Formas de amor
Dos horas y media me costó llegar al entierro. Mi bigote está mal recortado, mi cabello grasoso y mi nariz torcida por tanto estornudo. Un sol resplandeciente tuesta la piel. Sonrisas temblorosas, abrazos perpetuos y ojeras púrpuras recubren un cuadro del que yo no quiero ser parte.
Una mujer demacrada, pero aun así muy guapa llora en silencio, ese silencio suena más que el llanto de una abuela postrada en una silla de ruedas o el de un niño que se le ha separado de su juguete.
Fracasé en mi intento de pasar desapercibido. Una voz calurosa se acercó, parecía conocerme, pero yo no a él. Unos golpes en la espalda resultaron ser la apertura del primer acto.
—¿Cómo lo llevas?— la pregunta era bastante estúpida para contestar con otra estupidez, busqué en el manual del perfecto cortés.
—Ahí vamos —Mi respuesta fue tan dudosa que me sorprendió haberla dicho. Inventé urgencia de baño, me escabullí.
Cabizbajo me empeñé en averiguar cuánto pasto había alrededor del hueco de la tumba, estaba en medio de esos cálculos matemáticos, cuando fui manoseado por un hombre que me llamó por mi nombre, me dijo que lo lamentaba mucho. Sacrifiqué mi mal humor y respondí con medio puchero. No faltó más para recibir un acartonado abrazo.
El cura empezó con el típico melodrama ensayado, todos se sabían el guion, estaba a punto de aplaudir, pero la sensatez llegó cuando el enterrador dijo que ya era la hora. Todos se inclinaron imitando a los actores que agradecen después de una obra de teatro, empezaron a lanzar flores, tierra y litros de lamentos. Los más experimentados menearon la cabeza, se estrujaron el rostro para conseguir un poco más de lágrimas e intentaron convencerse de que la resurrección existe.
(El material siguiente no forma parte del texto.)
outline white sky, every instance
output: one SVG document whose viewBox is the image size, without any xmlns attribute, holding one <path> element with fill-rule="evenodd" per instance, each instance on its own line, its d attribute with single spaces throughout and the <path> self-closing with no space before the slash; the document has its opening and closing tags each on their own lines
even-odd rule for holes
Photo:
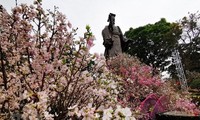
<svg viewBox="0 0 200 120">
<path fill-rule="evenodd" d="M 33 3 L 33 0 L 17 0 L 20 3 Z M 168 22 L 175 22 L 188 12 L 195 13 L 200 9 L 200 0 L 42 0 L 45 9 L 59 7 L 74 28 L 78 29 L 78 36 L 83 36 L 85 26 L 91 26 L 96 36 L 95 46 L 91 52 L 103 53 L 104 46 L 101 31 L 107 25 L 108 14 L 116 14 L 116 25 L 122 32 L 130 27 L 137 28 L 146 24 L 153 24 L 166 18 Z M 0 0 L 7 10 L 15 6 L 15 0 Z"/>
</svg>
Una mujer intentó lanzarse al ataúd, dio una demostración de una fuerza considerable, fue necesario tres hombres y dos mujeres de mediana edad para detenerla. Los clínex se repartieron entre numerosas manos, un hombre con mirada distinguida llevaba un pañuelo de tela, creí ver bordadas unas iniciales, me asusté al pensar que alguien pudiera tener un nombre cuya primera letra fuera una x.
Pensé en el futuro inmediato, ¿qué tenía que hacer después? Una tropa organizada de dolientes intentó adiestrar a otros dolientes menos organizados a caminar en sentido contrario a la tumba y crear una especie de procesión cuyo rumbo solo ellos sabían. Fue un total fracaso, unos y otros empezaron una tremenda pelea, niños y mujeres lanzaron tierra a los hombres, ellos se protegían con las palmas de las manos, gritaban que ya era suficiente. El cura tuvo que intervenir para demostrar que tenía autoridad, pero en realidad parecía que tenía miedo. Llevaba una cruz por delante que la usó como escudo y para exorcizar a los más violentos. Salvo algunas excepciones, el resto rodó por el suelo levantando una gran oleada de polvo, una especie de neblina color sepia que me recordó a un álbum de fotografías viejas.
Aproveché la pelea para esconderme detrás de un mausoleo. Alcancé a escuchar mi nombre. Me asusté. Logré pronunciar una plegaria. Sentí una mano que arrastraba mi cuerpo, cerré los ojos, estaba resignado, solo mis piernas patalearon, el resto del cuerpo se quedó tieso, en ese instante supe que ya había suficiente tierra fuera del hueco para poner el ataúd, meterme y dar por terminado el entierro.